In 2020, Pablo López proved he’s in the Marlins starting rotation to stay.
Taking major steps forward in his third major league season, it wouldn’t seem a farse one to say Miami has another good young arm in López, who now makes this Marlins rotation appear formidable when pairing him with Sixto Sánchez and Sandy Alcántara. Join us to take a glimpse at what his 2020 looked like.
After a 2019 season where he showed flashes of good performance, López began the 2020 season with what looked like a player beginning to harness his ability and put it all together. His first outing of the campaign—five scoreless innings of two hits, no walks, and seven strikeouts to get the win against the Orioles—was a clue of what was right around the corner for Pablo.
The Venezuelan righty cruised through August. At the end of the month, he was 3-2 with a 2.10 ERA. He didn’t allow more than two earned runs in any of his six starts, only served up one home run, and gave up just seven walks (four in a single appearance on 08/09 against the Mets).
The ensuing month of September could best be characterized as a test of the young right-hander’s character, where he endured his two most trying outings of the season. On September 4, López was smashed by the Rays with five earned runs on five hits across four innings. Then, on the 9th, he started one of the most embarrassing losses in Marlins history (29-9): 1.2 IP, 4 H, 7 ER, 4 BB, HR vs. the Braves.

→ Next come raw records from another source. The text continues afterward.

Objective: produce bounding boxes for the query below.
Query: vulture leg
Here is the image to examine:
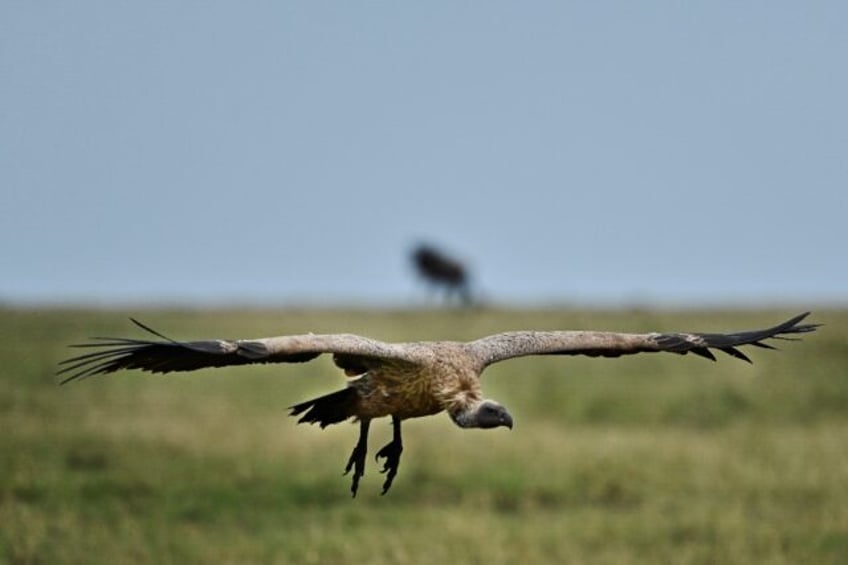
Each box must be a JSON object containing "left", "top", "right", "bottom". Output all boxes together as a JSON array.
[
  {"left": 375, "top": 415, "right": 403, "bottom": 495},
  {"left": 343, "top": 419, "right": 370, "bottom": 497}
]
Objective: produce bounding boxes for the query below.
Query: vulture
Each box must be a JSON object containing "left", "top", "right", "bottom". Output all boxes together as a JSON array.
[
  {"left": 411, "top": 244, "right": 473, "bottom": 306},
  {"left": 58, "top": 312, "right": 818, "bottom": 496}
]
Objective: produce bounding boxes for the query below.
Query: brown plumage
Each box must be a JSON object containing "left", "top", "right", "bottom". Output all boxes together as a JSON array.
[{"left": 58, "top": 312, "right": 819, "bottom": 496}]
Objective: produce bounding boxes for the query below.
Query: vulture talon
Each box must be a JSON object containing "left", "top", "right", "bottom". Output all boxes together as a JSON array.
[
  {"left": 375, "top": 416, "right": 403, "bottom": 495},
  {"left": 375, "top": 443, "right": 402, "bottom": 495},
  {"left": 343, "top": 420, "right": 370, "bottom": 497}
]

But he overcame that. In Pablo’s final three games, he surrendered only eight hits and three earned runs in 17 1⁄3 episodes, along with five bases on balls and 19 strikeouts. That was good for a 1.56 ERA, a .136 opponent batting average, and a .448 OPS.
In general, the 24-year-old was a master at inducing soft contact. His 85.7 MPH exit velocity was among the best, the same as his barrel%, which was below the MLB average (4.3%). Also, you need to take a look at his low hard hit% (32.3%) and his launch angle, which decreased from 10º in 2019 to 6.7º this time.
- Nine of López’s 11 outings were quality starts. In fact, if you remove his cited performances against Tampa Bay (09/04) and Atlanta (09/09), his ERA would sit at 1.92.
- He keeps improving against righties. His slash line off them went from .217/.272/.353/.625 in 2019 to .184/.261/.286/.547 this year.
- López’s expected ERA was 3.28, that’s a great number considering it was 4.12 in 2018 and 4.57 in 2019.
High Points: Getting the win in his first start of the season, with five zeroes against the Orioles on August 4. Striking out eight with no walks in six innings off the Braves on August 14. His sixth and final start of the season with five scoreless vs. Atlanta on September 24.
Low Point: Seven earned runs on four hits and four walks in 1 2⁄3 innings against the Braves in a 29-9 loss.
Along with Sandy Alcántara and Elieser Hernández, López is one of the three men to have secured a spot in the starting rotation for next year. And that’s what was supposed to happen not only for how good he was in 2020, but also given how he has improved over his three years since debuting in 2018.
Pablo makes us think that he’s not done yet. What he does need is to try to go deeper in games, but so far, so good for him, especially in an era when starting pitchers are being utilized in ways previously unseen.
He has the secret formula to induce soft contact, almost no home runs, strike out 9.3 per nine, and give up 2.8 walks per nine without having overwhelming velocity on his pitches.
Only time will tell on how López will perform next year across the full-spectrum of a 162-game season but his low barrel%, exit velocity, and hard hit% will be key factors for him going forward so long as he keeps increasing his ground ball rate, as he did this year (from 49.1% to 52.8%).
If 2020 has taught us anything, it is that the plan CEO Derek Jeter and co. have in place for this organization seem to be sprouting its first flowers of fruitfulness, largely thanks to the growth of the starting rotation.